In advance of PNM’s actual abandonment of San Juan, or approval by the New Mexico Public Regulation Commission (PRC) in a litigated hearing, SB 489 allows PNM to recoup more than $320 million from ratepayers, through a “non-bypassable” charge on our monthly electric bills, for the money it planned to make on those San Juan assets until 2053. Here is what is wrong with SB 489’s version of securitization for PNM’s failed assets:
1. PNM should NOT be awarded 100% recovery from ratepayers. Failed assets recovery has been awarded when there is an external cause (EPA Regulation, like the Regional Haze Rule) causing “early” retirement of a plant. In those instances, under the New Mexico Public Utility Act there is an obligation to balance the interests of public utility customers and investors in the ratemaking process. The PRC has previously held that the cost burden must be balanced between shareholders and ratepayers. But in the instant case, PNM is not closing San Juan because of some external cause, it is closing San Juan because PNM cannot meet its burden to show that San Juan is cost effective against alternative resources (wind & solar).
2. The Legislature should NOT award PNM any more money than PNM would get at the PRC. PNM is afraid that the PRC might not give PNM their failed asset recovery because utilities usually are not entitled to compensation for failed assets when a plant is shut down for economic reasons. Realistically, the PRC will award PNM no more than 50% of its failed assets. The Legislature should not consider a dollar amount higher than that.
3. SB 489 falsely claims that will save ratepayers money but that is only if the PRC gives PNM the right to 100% recovery of stranded assets - which it most certainly will not. PNM never chooses to lose money - actually it’s against their fiduciary duty to do so. Therefore, they can't choose to save ratepayers money over making money for its shareholders, unless regulated to do so.
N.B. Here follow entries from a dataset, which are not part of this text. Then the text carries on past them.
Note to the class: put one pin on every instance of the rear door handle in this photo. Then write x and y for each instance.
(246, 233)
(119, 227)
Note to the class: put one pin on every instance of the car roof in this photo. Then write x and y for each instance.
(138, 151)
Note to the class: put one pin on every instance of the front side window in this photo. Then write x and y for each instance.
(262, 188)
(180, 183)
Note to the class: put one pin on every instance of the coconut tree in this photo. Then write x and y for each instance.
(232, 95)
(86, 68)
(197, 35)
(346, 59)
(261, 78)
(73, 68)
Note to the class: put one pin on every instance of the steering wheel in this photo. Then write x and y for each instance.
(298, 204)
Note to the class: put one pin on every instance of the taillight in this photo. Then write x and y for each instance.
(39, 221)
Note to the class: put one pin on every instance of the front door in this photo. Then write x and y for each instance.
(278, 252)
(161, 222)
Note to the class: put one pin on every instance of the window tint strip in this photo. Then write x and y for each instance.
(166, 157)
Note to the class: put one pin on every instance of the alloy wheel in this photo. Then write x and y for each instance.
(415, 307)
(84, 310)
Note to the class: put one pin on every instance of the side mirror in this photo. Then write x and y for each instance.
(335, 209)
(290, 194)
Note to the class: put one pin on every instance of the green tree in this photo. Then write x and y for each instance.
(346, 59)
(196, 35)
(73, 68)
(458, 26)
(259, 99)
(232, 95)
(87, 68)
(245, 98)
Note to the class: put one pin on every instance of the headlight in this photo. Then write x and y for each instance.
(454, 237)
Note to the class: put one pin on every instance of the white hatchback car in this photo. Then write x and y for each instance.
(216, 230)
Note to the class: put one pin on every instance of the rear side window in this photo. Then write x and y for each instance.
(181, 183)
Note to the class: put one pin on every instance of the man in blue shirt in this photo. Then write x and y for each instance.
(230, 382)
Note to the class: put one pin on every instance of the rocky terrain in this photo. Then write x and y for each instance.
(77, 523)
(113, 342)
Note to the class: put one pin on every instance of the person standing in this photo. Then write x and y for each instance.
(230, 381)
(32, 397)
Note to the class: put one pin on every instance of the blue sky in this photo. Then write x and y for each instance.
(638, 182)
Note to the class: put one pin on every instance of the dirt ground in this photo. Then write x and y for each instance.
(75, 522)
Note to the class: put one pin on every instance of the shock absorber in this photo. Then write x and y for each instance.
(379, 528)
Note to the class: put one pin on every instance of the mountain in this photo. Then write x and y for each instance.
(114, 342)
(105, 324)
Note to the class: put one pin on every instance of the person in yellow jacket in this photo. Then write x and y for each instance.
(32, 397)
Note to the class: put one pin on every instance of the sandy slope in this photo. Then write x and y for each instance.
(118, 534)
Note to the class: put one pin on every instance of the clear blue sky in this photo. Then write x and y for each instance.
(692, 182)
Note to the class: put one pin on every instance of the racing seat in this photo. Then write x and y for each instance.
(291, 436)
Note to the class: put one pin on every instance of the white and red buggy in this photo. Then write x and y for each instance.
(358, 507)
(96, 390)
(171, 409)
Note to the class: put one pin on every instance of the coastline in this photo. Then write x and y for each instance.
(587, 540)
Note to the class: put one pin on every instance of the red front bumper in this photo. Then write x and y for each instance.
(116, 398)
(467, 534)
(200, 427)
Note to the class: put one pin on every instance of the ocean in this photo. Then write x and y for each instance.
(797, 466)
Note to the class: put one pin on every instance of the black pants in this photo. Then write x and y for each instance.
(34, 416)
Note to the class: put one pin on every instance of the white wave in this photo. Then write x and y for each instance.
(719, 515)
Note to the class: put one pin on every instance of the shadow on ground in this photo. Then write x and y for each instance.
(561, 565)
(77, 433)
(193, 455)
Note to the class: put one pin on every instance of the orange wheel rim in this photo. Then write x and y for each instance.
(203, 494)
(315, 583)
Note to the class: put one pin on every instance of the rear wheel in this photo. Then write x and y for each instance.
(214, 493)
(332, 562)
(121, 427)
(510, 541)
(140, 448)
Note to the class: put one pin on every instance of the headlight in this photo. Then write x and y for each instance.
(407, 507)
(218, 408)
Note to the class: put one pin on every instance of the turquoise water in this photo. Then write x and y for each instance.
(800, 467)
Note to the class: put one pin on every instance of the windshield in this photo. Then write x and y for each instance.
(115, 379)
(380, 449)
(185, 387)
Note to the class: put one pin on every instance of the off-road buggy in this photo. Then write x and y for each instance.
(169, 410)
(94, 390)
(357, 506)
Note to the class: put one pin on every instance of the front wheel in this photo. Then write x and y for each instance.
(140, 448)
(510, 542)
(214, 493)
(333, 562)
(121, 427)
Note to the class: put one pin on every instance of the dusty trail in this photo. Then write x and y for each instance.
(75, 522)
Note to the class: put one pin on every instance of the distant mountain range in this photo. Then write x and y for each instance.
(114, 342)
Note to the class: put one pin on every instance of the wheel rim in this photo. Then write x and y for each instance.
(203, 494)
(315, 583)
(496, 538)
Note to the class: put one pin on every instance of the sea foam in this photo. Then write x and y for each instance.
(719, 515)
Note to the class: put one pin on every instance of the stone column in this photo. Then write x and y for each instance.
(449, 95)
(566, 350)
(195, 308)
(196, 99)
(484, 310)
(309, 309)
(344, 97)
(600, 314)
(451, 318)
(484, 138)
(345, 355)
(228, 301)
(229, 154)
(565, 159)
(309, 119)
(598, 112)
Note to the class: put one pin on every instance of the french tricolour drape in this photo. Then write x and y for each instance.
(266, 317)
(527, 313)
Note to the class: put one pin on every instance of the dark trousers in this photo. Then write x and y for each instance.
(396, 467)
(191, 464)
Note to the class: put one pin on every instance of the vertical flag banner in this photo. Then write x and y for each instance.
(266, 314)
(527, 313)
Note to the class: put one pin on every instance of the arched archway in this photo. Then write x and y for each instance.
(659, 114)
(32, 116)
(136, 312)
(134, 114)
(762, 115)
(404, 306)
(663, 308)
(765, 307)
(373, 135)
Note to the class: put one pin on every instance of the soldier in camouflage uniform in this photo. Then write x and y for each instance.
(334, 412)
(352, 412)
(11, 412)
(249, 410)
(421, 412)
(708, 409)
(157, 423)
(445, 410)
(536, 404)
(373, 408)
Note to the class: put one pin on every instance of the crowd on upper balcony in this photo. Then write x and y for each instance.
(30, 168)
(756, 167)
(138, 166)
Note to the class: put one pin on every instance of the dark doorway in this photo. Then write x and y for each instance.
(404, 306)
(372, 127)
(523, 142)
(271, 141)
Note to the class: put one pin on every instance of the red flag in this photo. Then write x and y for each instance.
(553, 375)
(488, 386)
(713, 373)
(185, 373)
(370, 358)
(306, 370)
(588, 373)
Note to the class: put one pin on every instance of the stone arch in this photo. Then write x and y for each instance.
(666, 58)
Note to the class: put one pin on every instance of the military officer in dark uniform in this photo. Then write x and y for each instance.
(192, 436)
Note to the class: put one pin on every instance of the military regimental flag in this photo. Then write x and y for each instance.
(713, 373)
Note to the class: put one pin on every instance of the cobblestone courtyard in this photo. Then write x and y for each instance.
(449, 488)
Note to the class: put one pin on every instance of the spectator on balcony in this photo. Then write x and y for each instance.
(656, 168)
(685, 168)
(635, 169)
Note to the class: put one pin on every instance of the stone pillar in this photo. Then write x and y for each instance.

4. SB 489 is premature. It is irresponsible for legislators to vote to give PNM nearly half a billion dollars prior to the PRC hearing the San Juan abandonment case and determining the true costs of clean up and replacement power needs. PRC has now opened a docket on the San Juan abandonment and is preparing to hear information from various parties through extensive and exhaustive discovery, cross-examination, experts, etc. regarding replacement power and energy ownership, clean up, reparations for San Juan county residents and workers, etc. There is much to be understood and the legislative session is not a proper or robust enough forum to investigate these matters and will make it impossible to accurately determine all costs and outstanding issues.
5. SB 489 essentially “bakes in” PNM ownership for 450 MW of replacement power resources to the detriment of a robust competitive renewable energy Request-For-Proposal process that could produce ten thousand new jobs statewide. This is problematic for a number of reasons: a) violates anti-trust provisions, is anti-competitive, and is inherently unfairly stifling the market for other power producers; and b) will NOT result in the lowest cost renewable energy for consumers; and c) undermines the authority of the PRC to require a utility to “acquire the most cost effective resource(s) among feasible alternatives.” This IS the bedrock of utility law.
I urge you to reject PNM’s bailout bill and demand corporate accountability.